Reputation: 3705
I'm trying to use lambdas with threads in c++, and use captures as a way of passing data to the thread. The following code prints "ConnectionInfo(copy)" three times when the thread is created. Is there anyway to reduce it to a single copy? I'm not sure why it's copied the extra two times.
#include <iostream>
#include <functional>
#include <memory>
#include <thread>
using namespace std;
class ConnectionInfo
{
public:
ConnectionInfo():port(0) {}
ConnectionInfo(int p):port(p) {}
ConnectionInfo(const ConnectionInfo &other)
{
std::cout << "ConnectionInfo(copy)" << std::endl;
port = other.port;
}
int port;
void Connect() {};
};
int main() {
std::cout << "Create" << std::endl;
ConnectionInfo c(2);
std::cout << "Thread" << std::endl;
std::thread t(
[a = c]() mutable
{
a.Connect();
std::cout << "Done" << std::endl;
}
);
std::cout << "Joining" << std::endl;
t.join();
std::cout << "Joined" << std::endl;
return 0;
}
Output is:
Create
Thread
ConnectionInfo(copy)
ConnectionInfo(copy)
ConnectionInfo(copy)
Joining
Done
Joined
Upvotes: 0
Views: 151
Reputation: 21166
The definition of std::thread requires the arguments to be passed by value to the new thread and as the lambda is a temporary in your case, that is exactly what you want. However, those extra copies are most likely actually moves that degrade to copies, as your class doesn't have a move constructor.

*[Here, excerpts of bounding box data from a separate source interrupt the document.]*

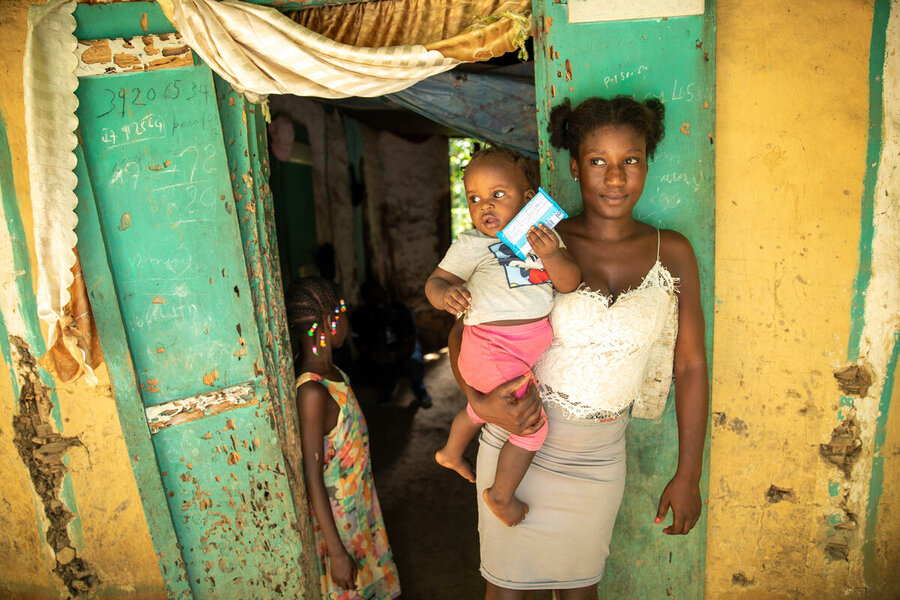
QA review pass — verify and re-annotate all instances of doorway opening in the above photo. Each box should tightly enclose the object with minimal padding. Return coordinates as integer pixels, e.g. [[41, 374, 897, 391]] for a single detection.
[[269, 54, 533, 600]]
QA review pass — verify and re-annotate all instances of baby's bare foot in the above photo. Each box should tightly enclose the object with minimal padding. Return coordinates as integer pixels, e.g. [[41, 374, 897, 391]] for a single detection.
[[481, 488, 528, 527], [434, 448, 475, 483]]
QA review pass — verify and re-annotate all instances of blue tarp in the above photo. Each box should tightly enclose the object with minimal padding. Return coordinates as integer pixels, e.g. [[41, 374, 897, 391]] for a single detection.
[[387, 69, 538, 158]]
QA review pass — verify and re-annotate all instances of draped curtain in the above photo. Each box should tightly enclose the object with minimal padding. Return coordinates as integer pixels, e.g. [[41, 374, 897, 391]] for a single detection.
[[24, 0, 531, 381]]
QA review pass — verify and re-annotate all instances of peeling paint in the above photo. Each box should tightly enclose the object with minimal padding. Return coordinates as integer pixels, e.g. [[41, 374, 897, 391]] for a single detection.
[[9, 335, 100, 598], [145, 382, 257, 432]]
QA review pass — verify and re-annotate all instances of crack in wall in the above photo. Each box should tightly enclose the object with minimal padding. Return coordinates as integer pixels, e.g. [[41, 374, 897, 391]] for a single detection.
[[9, 335, 100, 598]]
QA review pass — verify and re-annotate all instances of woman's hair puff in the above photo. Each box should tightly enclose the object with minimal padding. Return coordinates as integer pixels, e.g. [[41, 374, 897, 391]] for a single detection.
[[285, 276, 341, 329], [466, 146, 541, 191], [547, 96, 666, 159]]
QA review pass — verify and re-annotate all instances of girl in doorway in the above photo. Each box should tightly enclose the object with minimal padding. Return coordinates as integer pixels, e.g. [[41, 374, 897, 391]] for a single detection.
[[425, 148, 581, 526], [287, 277, 400, 600]]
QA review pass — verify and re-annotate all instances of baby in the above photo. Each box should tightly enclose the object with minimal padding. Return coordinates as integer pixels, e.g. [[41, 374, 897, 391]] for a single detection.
[[425, 148, 581, 526]]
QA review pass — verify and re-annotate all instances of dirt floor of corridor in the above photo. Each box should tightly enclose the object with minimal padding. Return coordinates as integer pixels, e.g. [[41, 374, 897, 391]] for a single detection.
[[356, 355, 550, 600]]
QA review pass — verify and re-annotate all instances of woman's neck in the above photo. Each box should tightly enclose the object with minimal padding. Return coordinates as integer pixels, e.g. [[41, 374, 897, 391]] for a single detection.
[[581, 211, 641, 242]]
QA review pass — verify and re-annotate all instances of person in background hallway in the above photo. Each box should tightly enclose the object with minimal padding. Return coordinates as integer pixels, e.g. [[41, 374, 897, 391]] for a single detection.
[[351, 281, 432, 408], [287, 277, 400, 600]]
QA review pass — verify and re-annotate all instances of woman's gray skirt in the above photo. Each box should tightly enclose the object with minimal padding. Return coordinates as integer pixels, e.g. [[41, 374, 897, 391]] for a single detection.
[[476, 412, 628, 590]]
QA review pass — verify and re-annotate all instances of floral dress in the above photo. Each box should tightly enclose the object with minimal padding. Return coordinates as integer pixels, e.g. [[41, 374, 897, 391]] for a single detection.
[[297, 373, 400, 600]]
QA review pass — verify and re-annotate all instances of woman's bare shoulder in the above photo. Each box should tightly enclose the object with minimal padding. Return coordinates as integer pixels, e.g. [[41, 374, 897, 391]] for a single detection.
[[659, 229, 697, 276]]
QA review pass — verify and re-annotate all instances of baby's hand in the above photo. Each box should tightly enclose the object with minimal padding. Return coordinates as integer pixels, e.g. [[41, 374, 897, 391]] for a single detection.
[[525, 223, 559, 258], [443, 285, 472, 317]]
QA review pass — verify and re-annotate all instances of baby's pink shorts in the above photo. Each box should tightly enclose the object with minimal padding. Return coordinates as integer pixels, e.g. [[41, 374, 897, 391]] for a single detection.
[[459, 318, 553, 452]]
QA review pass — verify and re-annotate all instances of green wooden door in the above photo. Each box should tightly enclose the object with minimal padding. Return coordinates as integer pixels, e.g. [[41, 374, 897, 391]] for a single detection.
[[534, 0, 715, 598], [77, 59, 315, 598]]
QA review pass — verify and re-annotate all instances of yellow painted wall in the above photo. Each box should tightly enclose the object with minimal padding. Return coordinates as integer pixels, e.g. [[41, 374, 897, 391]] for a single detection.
[[706, 0, 884, 600], [0, 0, 165, 598]]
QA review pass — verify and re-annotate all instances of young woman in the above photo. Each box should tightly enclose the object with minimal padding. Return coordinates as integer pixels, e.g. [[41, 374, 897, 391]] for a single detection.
[[451, 97, 709, 600]]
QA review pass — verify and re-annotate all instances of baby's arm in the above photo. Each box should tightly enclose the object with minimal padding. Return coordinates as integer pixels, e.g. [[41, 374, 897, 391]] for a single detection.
[[425, 267, 472, 317], [525, 223, 581, 293], [297, 381, 357, 589]]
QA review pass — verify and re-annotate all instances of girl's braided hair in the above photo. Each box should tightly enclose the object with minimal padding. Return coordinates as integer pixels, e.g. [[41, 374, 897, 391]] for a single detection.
[[466, 146, 541, 191], [286, 276, 341, 329], [547, 96, 666, 159]]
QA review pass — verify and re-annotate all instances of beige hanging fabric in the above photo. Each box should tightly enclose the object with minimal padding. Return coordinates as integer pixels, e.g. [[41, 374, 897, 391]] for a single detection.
[[288, 0, 531, 62], [38, 251, 103, 385], [161, 0, 459, 102], [23, 0, 102, 385]]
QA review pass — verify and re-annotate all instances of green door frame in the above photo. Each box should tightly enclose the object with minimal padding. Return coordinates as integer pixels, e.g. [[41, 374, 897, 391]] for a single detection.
[[75, 2, 320, 599]]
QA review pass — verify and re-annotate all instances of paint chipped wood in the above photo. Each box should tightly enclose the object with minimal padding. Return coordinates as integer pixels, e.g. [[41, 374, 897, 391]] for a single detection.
[[145, 381, 257, 433]]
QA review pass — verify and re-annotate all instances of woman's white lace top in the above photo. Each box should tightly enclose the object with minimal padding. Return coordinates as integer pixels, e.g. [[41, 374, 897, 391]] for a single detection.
[[534, 254, 678, 422]]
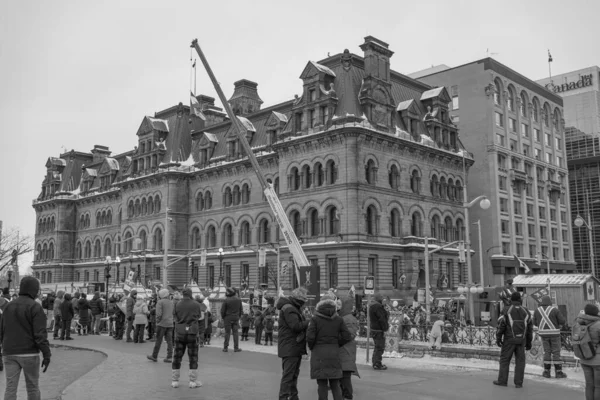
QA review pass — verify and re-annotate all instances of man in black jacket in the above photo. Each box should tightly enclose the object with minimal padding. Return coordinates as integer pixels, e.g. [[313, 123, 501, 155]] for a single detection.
[[0, 276, 52, 399], [276, 288, 309, 400], [494, 292, 533, 388], [221, 288, 244, 353], [369, 293, 390, 370]]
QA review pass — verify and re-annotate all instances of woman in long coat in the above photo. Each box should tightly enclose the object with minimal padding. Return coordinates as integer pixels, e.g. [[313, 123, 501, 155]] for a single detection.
[[306, 295, 352, 400]]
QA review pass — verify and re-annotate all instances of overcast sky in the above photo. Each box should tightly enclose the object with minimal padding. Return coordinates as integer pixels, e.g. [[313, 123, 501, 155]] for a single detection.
[[0, 0, 600, 274]]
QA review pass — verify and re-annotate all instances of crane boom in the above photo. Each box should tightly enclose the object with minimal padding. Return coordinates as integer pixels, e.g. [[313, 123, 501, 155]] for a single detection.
[[191, 39, 310, 286]]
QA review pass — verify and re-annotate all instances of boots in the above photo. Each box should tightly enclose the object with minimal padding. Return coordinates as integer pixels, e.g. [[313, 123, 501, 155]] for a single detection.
[[190, 369, 202, 389], [171, 369, 179, 388], [542, 364, 552, 378], [554, 364, 567, 379]]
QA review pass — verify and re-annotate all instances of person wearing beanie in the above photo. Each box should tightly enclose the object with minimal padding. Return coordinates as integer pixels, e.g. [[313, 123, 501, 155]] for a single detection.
[[369, 293, 390, 370], [494, 292, 533, 388], [171, 288, 202, 388], [0, 276, 52, 399], [533, 296, 567, 378], [221, 287, 244, 353], [275, 288, 309, 399]]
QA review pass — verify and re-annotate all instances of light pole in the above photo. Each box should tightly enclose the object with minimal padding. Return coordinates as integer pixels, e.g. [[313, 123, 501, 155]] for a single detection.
[[217, 247, 225, 285], [463, 194, 491, 323]]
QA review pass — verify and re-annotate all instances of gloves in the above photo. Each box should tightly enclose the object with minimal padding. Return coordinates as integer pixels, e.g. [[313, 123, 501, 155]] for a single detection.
[[42, 358, 50, 372]]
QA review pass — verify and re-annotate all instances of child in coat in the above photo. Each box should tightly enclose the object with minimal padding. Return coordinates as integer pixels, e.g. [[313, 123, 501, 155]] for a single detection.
[[133, 297, 148, 343]]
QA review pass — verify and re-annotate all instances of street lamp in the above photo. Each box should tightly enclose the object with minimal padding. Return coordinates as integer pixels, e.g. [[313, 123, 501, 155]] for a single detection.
[[217, 247, 225, 285]]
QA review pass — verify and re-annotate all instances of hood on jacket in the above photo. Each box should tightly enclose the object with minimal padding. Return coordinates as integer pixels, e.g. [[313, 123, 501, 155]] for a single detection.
[[19, 276, 40, 300], [540, 296, 552, 306], [577, 312, 600, 325], [338, 296, 354, 317], [315, 299, 337, 319]]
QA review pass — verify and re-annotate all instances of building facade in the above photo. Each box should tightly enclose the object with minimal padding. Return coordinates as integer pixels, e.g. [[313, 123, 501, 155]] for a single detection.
[[33, 36, 473, 299], [419, 58, 575, 285]]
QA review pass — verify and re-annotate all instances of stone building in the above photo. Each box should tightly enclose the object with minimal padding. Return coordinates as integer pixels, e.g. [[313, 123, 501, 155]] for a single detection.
[[33, 36, 473, 298]]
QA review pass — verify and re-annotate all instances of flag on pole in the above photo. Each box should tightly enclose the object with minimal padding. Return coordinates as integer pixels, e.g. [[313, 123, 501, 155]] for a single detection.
[[515, 254, 531, 274], [190, 92, 206, 121]]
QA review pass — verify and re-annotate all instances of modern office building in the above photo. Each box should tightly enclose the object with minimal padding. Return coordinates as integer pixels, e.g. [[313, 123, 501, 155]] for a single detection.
[[33, 36, 473, 301], [418, 58, 575, 284]]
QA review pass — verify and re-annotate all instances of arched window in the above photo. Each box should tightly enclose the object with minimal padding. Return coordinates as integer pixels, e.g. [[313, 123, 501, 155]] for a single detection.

So, adding a move constructor to your class, should bring down the sequence to one copy (the capture) and two moves.
Of course, this only helps, if move is cheaper than copy, but i if the overhead of a copy matters compared to the creation of the thread, your object is most likely managing some data on the heap or has to perform otherwise expensive operations on copy that often can be omitted in the move constructor.